7. Specify the DNS reverse record and zone settings. Choose from the following options:

   • Use the ipaserver_allow_zone_overlap=true option to allow the creation of a (reverse) zone even if the zone is already resolvable.
   • Use the ipaserver_reverse_zones option to specify your reverse zones manually.

   • Use the ipaserver_no_reverse=true option if you do not want the installation process to create a reverse DNS zone.

     注意

     Using IdM to manage reverse zones is optional. You can use an external DNS service for this purpose instead.

8. Specify the passwords for admin and for the Directory Manager. Use the Ansible Vault to store the password, and reference the Vault file from the playbook file. Alternatively and less securely, specify the passwords directly in the inventory file.

9. Optional: Specify a custom firewalld zone to be used by the IdM server.
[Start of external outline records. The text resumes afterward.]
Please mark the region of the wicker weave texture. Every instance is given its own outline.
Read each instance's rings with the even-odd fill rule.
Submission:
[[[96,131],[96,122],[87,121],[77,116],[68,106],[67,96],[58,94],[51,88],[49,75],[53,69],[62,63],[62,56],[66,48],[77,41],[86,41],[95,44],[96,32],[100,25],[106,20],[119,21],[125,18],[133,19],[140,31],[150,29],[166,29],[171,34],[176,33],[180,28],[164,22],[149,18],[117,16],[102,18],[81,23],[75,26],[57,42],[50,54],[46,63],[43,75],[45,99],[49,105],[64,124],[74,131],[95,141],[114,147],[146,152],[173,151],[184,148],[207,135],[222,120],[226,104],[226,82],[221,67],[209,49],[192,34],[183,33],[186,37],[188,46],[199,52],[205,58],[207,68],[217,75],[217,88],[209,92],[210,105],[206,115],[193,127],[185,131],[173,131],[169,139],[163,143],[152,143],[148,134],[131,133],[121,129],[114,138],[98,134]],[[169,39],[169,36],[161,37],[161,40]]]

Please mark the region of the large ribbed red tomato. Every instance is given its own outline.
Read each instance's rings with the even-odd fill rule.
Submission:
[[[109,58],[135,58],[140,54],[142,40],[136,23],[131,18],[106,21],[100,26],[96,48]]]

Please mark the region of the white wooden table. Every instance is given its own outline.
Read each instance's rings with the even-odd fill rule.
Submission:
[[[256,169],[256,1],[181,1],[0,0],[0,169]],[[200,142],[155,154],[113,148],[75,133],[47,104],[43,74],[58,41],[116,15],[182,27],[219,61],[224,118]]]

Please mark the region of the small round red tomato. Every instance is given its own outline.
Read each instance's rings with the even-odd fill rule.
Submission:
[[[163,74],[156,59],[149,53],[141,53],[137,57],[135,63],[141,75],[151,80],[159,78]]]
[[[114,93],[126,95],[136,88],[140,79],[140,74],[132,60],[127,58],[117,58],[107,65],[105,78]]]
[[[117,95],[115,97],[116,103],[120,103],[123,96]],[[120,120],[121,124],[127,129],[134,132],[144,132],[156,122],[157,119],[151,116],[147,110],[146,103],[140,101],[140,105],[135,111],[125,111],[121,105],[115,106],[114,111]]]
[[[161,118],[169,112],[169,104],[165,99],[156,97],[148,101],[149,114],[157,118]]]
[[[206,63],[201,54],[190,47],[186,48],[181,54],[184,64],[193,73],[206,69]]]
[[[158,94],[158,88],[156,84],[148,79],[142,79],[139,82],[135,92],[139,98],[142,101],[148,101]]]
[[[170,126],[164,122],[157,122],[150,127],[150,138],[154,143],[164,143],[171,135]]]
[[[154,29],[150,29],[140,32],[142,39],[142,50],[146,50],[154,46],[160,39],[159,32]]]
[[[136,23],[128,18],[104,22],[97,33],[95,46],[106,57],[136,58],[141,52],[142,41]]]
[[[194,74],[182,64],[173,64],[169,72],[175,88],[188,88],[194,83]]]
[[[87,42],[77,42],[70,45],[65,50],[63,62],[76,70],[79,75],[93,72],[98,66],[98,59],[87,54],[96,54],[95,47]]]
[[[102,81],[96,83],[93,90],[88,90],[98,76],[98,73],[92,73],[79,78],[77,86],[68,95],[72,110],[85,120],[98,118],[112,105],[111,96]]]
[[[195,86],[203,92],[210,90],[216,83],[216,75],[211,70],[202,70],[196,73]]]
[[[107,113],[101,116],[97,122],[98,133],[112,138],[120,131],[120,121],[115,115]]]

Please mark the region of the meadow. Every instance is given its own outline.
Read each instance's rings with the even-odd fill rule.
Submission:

If you do not set a custom zone, IdM adds its services to the default firewalld zone. The predefined default zone is public.

   重要

   The specified firewalld zone must exist and be permanent.

   Example of an inventory file with the required server information (excluding the passwords)

   [ipaserver]
   server.idm.example.com
   
   [ipaserver:vars]
   ipaserver_domain=idm.example.com
   ipaserver_realm=IDM.EXAMPLE.COM
   ipaserver_setup_dns=true
   ipaserver_auto_forwarders=true
   [...]

   Example of an inventory file with the required server information (including the passwords)

   [ipaserver]
   server.idm.example.com
   
   [ipaserver:vars]
   ipaserver_domain=idm.example.com
   ipaserver_realm=IDM.EXAMPLE.COM
   ipaserver_setup_dns=true
   ipaserver_auto_forwarders=true
   ipaadmin_password=MySecretPassword123
   ipadm_password=MySecretPassword234
   
   [...]

   Example of an inventory file with a custom firewalld zone

   [ipaserver]
   server.idm.example.com
   
   [ipaserver:vars]
   ipaserver_domain=idm.example.com
   ipaserver_realm=IDM.EXAMPLE.COM
   ipaserver_setup_dns=true
   ipaserver_auto_forwarders=true
   ipaadmin_password=MySecretPassword123
   ipadm_password=MySecretPassword234
   ipaserver_firewalld_zone=custom zone
   
   [...]

10. Create a playbook for the first step of the installation. Enter instructions for generating the certificate signing request (CSR) and copying it from the controller to the managed node.

    ---
    - name: Playbook to configure IPA server Step 1
      hosts: ipaserver
      become: true
      vars_files:
      - playbook_sensitive_data.yml
      vars:
        ipaserver_external_ca: true
    
      roles:
      - role: freeipa.ansible_freeipa.ipaserver
        state: present
    
      post_tasks:
      - name: Copy CSR /root/ipa.csr from node to "{{ groups.ipaserver[0] + '-ipa.csr' }}"
        fetch:
          src: /root/ipa.csr
          dest: "{{ groups.ipaserver[0] + '-ipa.csr' }}"
          flat: true

11. Create another playbook for the final step of the installation.

    ---
    - name: Playbook to configure IPA server Step 2
      hosts: ipaserver
      become: true
      vars_files:
      - playbook_sensitive_data.yml
      vars:
        ipaserver_external_cert_files:
          - "/root/servercert20240601.pem"
          - "/root/cacert.pem"
    
      pre_tasks:
      - name: Copy "{{ groups.ipaserver[0] }}-{{ item }}" to "/root/{{ item }}" on node
        ansible.builtin.copy:
          src: "{{ groups.ipaserver[0] }}-{{ item }}"
          dest: "/root/{{ item }}"
          force: true
        with_items:
        - servercert20240601.pem
        - cacert.pem
    
      roles:
      - role: freeipa.ansible_freeipa.ipaserver
        state: present

    For details about all variables used in the playbook, see the /usr/share/ansible/collections/ansible_collections/freeipa/ansible_freeipa/README-server.md file on the control node.